Tark wrested the weapon from Vascar with a trill of rage.

"Why did you do that?" he cried. He threw the weapon from him as far as it would go. "You've done a terrible thing, Vascar!"

Vascar looked at him in amazement. "It was only a beast, Tark," she protested. "It was trying to kill its master! Surely, you saw it. It was trying to kill the intelligent bird-creature, the last of its kind on the planet."

A cena muda para o interior de uma nave espacial pairando acima, uma nave espacial cujo capitão é aviário e um capitão de pássaro certo de que ele / ela acabou de salvar as últimas espécies importantes da Terra.

Os dois alienígenas têm opiniões diferentes sobre o que aconteceu na Terra. A fêmea acredita que ela estava certa em matar o "animal" que ameaçava matar o "pássaro inteligente"; o homem, que dirige a nave espacial, tem dúvidas.

The spaceship of the creatures from Alcon left the dead planet Earth. It darted out into space. Tark sat at the controls. The ship went faster and faster. And still faster. Fled at ever-increasing speed beyond the Solar System and into the wastes of interstellar space. And still farther, until the star that gave heat to Earth was not even visible.

Yet even this terrible velocity was not enough for Tark. Vascar looked at him strangely.

"We're not in that much of a hurry to get home, are we, Tark?"

"No," Tark said in a low, terrible voice; but still he urged the ship to greater and greater speed, though he knew it was useless. He could run away from the thing that had happened on the planet Earth; but he could never, never outrun his mind, though he passionately wished he could.

Os alienígenas que viajam ao espaço foram descritos no início da história:

Tark nodded.

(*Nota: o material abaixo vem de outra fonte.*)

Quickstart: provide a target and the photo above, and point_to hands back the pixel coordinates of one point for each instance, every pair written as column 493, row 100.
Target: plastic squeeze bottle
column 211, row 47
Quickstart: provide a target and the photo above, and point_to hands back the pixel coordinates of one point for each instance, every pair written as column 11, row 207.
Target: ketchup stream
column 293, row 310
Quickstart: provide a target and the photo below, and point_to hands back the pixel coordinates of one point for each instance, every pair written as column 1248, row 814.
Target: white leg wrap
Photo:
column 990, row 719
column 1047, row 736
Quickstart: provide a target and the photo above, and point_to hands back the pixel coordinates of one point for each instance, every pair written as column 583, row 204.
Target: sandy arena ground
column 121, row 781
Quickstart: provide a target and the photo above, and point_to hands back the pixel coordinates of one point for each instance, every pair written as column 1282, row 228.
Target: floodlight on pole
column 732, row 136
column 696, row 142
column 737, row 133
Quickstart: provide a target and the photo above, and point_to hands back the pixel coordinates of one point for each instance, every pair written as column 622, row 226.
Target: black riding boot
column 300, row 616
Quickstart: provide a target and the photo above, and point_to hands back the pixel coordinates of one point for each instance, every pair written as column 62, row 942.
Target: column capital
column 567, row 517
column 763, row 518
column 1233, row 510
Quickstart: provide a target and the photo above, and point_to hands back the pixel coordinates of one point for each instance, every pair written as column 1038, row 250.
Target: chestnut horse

He was truly a bird, for in the evolutionary race on his planet, distant uncounted light-years, his stock had won out over the others. His wings were short, true, and in another thousand years would be too short for flight, save in a dense atmosphere; but his head was large, and his eyes, red, small, set close together, showed intelligence and a kind benevolence. He and Vascar had left Alcon, their planet, a good many years ago, but they were on their way back now. Their outward-bound trip had taken them many light-years north of the Solar System; but on the way back, they had decided to make it one of the stop-off points on their zigzag course. Probably their greatest interest in all this long cruise was in the discovery of planets—they were indeed few. And that pleasure might even be secondary to the discovery of life. To find a planet that had almost entirely died was, conversely, distressing. Their interest in the planet Earth was, because of this, a wistful one.